I've written in the past about those random bouts of wanderlust we all get, and I'm beginning to understand (or over-pathologize) my need to sink my time into something. Not necessarily something productive and healthy, like crafting a boat from raw wood, or painting a masterpiece. Mostly it takes the form of video games that take at least 25 hours, or television shows that I can consume by the season. Those are the places I get lost. Not by choice, but by yearning. It's an instant gratification of escapism.

I don't think I should do it. I would be better served reading all of these goddamn books, or editing any of my dozens of unfinished pieces, or making my life a nicer thing. Here's what happens instead: every few months I grow extremely bored and have nothing left to do but what I need to do. Even if it's something I like, or even love to do. The fact that I put it at the bottom of the to-do list works against it.

So I get hunger pangs of the escapist kind. I think, "hey I haven't bought a game in a while," or "Maybe I should turn on the old Netflix and see what I can lose myself in." It's a little deeper than simple procrastination. My escapist lust isn't just putting things off, it's about eating chunks of my life so I don't have to be present for it. Killing time is too gentle a phrase. It is a gruesome slaughter.

It always starts with a large burst. I will consume something for a week with a voracious, and seemingly endless appetite. Then, I will dial it down to comfortable, human levels of consumption. Instead of throwing a whole day into watching 10 episodes of FRIDAY NIGHT LIGHTS, I will maybe watch 1 or 2. This is the sweet spot of productivity. It's where I can function as some kind of normal, disciplined human being, with time divided between work and play. I can go to the gym in the morning, or clean my room from top to bottom, before I lose the rest of my latest escapist project.

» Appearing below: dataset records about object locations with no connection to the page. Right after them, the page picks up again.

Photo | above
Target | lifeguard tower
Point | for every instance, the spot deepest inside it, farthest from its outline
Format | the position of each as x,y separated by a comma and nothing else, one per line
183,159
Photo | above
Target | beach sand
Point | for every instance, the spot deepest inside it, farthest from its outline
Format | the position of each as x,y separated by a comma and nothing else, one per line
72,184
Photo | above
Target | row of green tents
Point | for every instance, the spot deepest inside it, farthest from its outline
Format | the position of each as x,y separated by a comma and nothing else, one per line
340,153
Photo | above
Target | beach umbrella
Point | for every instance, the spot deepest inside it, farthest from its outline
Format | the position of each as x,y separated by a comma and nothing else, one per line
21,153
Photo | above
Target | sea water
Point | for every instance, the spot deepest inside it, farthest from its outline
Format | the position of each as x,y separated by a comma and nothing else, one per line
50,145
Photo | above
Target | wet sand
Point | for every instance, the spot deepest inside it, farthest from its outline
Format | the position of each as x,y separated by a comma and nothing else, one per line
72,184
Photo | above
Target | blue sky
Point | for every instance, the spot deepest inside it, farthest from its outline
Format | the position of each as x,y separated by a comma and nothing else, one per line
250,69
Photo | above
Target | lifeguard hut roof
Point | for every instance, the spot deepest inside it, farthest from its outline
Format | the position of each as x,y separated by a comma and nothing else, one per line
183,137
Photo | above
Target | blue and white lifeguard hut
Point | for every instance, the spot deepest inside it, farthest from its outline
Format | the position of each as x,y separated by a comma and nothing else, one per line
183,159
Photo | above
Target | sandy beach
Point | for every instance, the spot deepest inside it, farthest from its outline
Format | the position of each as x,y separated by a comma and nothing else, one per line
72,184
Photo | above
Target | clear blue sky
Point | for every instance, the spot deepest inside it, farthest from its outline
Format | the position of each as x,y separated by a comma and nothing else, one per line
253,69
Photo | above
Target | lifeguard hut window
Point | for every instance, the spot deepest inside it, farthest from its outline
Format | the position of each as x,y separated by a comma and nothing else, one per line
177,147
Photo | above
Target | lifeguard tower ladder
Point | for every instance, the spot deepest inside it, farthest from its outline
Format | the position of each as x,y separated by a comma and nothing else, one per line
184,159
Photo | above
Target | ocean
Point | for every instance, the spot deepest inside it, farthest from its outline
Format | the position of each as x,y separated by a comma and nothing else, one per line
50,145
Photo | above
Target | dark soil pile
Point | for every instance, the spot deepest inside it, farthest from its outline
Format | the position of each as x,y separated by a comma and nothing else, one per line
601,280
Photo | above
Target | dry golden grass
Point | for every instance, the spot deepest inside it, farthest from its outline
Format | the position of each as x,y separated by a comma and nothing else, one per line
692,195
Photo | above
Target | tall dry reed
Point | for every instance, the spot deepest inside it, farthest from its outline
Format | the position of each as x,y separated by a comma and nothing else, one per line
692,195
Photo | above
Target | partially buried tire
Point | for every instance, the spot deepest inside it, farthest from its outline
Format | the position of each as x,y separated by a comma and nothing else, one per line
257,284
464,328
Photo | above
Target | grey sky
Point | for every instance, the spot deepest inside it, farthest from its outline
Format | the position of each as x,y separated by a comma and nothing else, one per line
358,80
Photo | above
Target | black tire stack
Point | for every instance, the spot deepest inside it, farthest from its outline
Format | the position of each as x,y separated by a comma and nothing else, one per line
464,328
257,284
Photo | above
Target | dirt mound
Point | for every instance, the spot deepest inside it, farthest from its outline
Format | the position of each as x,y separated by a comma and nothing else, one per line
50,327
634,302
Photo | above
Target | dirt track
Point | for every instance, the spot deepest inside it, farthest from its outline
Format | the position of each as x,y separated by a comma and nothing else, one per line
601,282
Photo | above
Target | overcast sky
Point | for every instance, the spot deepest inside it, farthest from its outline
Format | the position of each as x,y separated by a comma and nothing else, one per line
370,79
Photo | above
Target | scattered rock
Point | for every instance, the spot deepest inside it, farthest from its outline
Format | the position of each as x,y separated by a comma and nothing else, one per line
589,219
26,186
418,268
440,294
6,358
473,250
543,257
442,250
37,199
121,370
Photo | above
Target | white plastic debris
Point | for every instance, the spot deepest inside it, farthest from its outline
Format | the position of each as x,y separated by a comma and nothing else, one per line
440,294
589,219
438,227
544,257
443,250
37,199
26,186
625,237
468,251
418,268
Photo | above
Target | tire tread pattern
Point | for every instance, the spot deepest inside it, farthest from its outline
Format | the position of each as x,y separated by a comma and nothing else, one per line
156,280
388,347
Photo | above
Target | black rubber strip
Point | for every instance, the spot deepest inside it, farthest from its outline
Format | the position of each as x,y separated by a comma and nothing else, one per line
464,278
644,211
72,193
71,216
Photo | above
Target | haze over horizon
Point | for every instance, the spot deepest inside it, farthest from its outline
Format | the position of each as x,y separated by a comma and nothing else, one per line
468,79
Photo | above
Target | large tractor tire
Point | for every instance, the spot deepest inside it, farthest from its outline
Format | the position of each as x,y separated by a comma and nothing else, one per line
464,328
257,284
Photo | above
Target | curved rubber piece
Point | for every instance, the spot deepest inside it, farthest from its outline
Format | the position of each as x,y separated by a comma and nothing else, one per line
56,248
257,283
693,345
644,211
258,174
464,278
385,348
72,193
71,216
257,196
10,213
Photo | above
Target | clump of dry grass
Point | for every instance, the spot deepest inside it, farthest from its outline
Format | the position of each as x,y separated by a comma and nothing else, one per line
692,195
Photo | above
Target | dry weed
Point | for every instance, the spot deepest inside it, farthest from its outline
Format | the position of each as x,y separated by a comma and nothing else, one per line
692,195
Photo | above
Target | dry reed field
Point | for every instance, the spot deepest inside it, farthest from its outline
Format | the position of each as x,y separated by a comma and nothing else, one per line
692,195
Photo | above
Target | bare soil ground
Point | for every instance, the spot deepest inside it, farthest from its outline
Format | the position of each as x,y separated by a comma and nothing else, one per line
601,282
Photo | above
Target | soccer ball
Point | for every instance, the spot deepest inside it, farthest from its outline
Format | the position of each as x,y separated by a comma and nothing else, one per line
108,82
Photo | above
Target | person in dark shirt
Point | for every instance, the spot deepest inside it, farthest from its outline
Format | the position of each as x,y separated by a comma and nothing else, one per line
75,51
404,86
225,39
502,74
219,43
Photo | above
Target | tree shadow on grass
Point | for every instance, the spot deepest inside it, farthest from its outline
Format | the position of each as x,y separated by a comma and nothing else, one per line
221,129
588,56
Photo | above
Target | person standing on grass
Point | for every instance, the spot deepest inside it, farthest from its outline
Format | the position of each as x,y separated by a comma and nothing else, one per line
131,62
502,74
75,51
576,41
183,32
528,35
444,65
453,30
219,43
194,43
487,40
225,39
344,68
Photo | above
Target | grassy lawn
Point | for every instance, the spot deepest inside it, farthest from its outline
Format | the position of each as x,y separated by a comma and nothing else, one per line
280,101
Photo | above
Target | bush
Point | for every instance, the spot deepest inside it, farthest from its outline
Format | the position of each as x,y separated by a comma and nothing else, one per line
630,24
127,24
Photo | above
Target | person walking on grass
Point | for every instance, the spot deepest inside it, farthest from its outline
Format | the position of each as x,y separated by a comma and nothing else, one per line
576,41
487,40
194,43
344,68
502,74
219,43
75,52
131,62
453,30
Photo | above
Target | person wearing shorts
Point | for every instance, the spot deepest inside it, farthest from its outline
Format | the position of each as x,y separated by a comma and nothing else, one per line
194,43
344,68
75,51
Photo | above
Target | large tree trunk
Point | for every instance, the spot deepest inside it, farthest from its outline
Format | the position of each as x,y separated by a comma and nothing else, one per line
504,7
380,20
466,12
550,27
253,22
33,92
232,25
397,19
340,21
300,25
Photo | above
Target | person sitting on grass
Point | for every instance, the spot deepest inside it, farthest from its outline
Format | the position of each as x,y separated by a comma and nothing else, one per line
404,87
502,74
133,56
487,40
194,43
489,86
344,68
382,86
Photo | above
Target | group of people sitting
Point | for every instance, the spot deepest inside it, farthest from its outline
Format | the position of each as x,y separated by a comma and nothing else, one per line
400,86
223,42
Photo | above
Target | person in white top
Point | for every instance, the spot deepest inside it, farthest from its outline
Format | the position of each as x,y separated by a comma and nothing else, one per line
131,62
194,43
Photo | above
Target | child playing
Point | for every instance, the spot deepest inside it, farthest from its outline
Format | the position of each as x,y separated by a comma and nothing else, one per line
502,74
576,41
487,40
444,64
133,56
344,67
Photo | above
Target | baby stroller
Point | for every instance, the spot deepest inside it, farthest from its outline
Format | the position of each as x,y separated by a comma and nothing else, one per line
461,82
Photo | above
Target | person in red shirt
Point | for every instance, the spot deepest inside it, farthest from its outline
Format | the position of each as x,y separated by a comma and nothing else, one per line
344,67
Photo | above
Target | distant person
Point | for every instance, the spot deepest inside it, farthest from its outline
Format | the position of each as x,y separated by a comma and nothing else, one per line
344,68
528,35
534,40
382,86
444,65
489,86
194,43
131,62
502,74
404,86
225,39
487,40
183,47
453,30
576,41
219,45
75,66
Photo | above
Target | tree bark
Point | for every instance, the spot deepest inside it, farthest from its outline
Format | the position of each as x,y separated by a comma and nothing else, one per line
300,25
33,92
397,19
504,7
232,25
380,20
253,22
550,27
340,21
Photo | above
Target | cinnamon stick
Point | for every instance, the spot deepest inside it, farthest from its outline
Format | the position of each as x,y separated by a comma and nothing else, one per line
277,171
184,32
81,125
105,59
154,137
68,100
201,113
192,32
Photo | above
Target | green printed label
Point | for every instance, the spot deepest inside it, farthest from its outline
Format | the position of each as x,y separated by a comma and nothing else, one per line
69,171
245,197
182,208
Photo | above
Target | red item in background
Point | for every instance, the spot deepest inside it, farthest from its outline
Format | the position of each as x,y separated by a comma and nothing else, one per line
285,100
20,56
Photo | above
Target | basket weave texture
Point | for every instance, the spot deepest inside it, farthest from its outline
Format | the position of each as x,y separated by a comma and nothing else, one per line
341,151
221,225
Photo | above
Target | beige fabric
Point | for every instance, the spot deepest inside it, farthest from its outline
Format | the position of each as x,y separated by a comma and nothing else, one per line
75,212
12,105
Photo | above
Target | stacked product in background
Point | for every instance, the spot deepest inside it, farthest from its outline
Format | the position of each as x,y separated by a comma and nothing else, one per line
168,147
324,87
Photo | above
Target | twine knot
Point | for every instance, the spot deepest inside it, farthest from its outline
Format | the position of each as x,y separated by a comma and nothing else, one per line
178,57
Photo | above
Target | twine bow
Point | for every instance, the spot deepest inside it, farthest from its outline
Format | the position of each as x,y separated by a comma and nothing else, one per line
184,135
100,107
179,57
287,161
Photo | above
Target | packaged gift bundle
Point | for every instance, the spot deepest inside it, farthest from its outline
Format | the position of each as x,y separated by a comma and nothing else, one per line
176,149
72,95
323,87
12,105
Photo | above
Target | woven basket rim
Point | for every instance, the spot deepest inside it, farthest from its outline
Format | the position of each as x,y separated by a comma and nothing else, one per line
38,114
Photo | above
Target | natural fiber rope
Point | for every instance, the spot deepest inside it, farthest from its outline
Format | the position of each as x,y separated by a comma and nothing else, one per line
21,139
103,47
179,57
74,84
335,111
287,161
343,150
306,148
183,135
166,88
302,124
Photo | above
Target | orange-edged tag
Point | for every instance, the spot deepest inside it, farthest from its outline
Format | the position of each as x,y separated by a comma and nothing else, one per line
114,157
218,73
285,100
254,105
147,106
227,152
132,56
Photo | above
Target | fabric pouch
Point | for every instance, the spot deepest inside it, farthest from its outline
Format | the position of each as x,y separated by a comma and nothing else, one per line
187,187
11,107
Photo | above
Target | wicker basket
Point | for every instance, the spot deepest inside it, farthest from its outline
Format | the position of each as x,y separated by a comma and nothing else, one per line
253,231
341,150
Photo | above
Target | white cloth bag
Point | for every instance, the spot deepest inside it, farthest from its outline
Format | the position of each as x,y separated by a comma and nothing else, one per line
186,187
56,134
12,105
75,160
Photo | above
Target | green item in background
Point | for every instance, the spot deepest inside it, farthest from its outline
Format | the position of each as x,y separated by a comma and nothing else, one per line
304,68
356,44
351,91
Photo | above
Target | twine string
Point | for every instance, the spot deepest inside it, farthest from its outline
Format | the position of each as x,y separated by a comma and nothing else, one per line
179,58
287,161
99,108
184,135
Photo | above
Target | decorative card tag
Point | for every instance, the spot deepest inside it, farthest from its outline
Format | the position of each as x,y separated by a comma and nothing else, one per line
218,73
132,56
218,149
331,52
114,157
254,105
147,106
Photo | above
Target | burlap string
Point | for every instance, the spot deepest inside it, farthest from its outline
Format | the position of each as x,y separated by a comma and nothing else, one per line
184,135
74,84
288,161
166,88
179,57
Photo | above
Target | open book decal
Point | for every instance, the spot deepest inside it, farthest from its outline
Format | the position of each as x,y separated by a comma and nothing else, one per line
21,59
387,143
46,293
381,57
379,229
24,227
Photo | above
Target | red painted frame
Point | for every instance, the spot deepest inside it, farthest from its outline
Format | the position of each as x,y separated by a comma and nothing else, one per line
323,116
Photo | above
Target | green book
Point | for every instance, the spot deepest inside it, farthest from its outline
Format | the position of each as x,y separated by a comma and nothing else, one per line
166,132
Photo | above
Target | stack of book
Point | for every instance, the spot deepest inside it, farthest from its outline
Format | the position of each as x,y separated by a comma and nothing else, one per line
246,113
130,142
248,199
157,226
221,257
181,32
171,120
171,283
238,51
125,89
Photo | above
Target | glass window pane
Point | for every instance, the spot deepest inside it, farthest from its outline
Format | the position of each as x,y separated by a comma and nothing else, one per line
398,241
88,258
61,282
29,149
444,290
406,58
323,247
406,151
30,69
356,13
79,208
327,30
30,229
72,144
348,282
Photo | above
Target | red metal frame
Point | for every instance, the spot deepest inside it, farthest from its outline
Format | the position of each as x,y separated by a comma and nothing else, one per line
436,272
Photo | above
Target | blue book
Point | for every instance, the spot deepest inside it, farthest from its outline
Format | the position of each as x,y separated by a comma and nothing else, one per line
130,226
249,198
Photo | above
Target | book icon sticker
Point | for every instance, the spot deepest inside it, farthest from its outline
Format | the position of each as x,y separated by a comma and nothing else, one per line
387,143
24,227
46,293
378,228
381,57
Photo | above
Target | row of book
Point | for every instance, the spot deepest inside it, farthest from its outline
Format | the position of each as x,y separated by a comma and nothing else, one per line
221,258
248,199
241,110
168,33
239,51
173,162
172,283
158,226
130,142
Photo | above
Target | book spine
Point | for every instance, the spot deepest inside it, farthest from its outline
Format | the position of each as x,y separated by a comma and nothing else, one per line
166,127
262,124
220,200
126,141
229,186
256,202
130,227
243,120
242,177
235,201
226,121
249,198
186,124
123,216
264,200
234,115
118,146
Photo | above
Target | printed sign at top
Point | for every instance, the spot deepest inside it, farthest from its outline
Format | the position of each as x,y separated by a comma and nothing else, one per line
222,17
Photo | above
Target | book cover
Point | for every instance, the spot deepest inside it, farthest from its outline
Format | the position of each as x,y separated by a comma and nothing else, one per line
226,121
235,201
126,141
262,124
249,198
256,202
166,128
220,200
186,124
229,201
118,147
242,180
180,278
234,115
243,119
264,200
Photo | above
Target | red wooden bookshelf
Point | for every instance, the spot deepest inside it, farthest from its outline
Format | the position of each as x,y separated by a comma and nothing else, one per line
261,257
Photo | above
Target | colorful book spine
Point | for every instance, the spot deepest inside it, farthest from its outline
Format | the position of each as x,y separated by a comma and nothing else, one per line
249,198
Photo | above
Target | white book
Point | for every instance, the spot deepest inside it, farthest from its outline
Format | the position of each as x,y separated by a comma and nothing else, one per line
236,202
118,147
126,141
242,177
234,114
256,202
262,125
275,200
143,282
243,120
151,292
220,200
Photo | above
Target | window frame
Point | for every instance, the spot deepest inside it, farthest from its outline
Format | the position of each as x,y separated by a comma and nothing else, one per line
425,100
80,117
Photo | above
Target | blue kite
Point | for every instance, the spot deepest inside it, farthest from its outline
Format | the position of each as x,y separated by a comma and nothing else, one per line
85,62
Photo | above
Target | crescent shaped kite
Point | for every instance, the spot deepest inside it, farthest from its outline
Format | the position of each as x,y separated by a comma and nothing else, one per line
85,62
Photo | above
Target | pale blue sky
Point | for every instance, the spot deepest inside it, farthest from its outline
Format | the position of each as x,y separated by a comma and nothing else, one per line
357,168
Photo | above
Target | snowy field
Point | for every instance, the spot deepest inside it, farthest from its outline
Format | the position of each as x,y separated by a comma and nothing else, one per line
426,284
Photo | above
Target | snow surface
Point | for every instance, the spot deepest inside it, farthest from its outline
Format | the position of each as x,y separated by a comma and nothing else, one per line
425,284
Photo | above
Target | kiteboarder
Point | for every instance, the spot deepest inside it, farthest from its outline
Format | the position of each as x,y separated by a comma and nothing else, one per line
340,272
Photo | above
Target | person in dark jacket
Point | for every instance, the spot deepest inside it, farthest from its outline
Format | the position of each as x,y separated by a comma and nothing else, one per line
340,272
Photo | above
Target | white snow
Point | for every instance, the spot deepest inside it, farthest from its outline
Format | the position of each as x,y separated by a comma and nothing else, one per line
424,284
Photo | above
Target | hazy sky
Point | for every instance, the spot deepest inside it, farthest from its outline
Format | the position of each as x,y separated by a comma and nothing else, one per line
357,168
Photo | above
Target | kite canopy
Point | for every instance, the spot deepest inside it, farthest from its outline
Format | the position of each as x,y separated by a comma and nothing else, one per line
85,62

The key could be many things. I think sometimes it's because I work best in unhealthy binges. Going for too long without a single productive bone, rotting away in lazy atrophy, will balance itself out as I kick myself (slowly) into overdrive guilt. Scales level out. I have created a burden of motivation, a fuel of self-disgust, and from that some true labor will spring forth in an attempt to redeem myself. Other times, I think it's because I know that I'm not in a dry spell of escapist entertainment. If I know that I've sunk hours into something that asked very little of my brain, I will feel comfortable using it for the real work.

Dan Harmon explained that the middling ratings of his TV show COMMUNITY is due to the fact that, in part, people don't really seek out the genre-challenging, metafictional texture of his show when they get home from work, or finish cooking dinner, or are just severely depressed. Psychology and the Neilsen ratings indicate that people look for the least objectionable option - something they've seen before, or at least plays off their familiar experiences, where they can just relax and turn off their brain.

I have to agree. Most of the time when I load up that chronovore Netflix, I know I see a dozen documentaries and a bunch of Kurosawa films in the instant queue. But man, I just want to stare at something as I eat this sandwich. I haven't seen STAR TREK in a while. I don't really have the dedicated intellectual capacity for a Terrence Malick movie right now. So it will go that I eat my sandwich and watch STAR TREK.

The college educated, ambitious, elitist in me thinks this is disgusting behavior and the reason I will never be happy. The undisciplined, friendless depressive in me is too lazy to argue, and so I accept it as truth. Escapism is a strange prison. I want to be better, but it takes a presence and proactivity in the real world that is difficult to muster during this season of my unemployment.

I don't really know what I'm escaping from. I've just been doing it for 24 years. Maybe this is just the way I have always been. Maybe the knowledge that I have to be better reminds me of my insecurities, which drives me to check out of my brain and lose my self. Or, more likely, I should stop worrying, do the work, and grow as a human being. But that's the answer to everything, isn't it?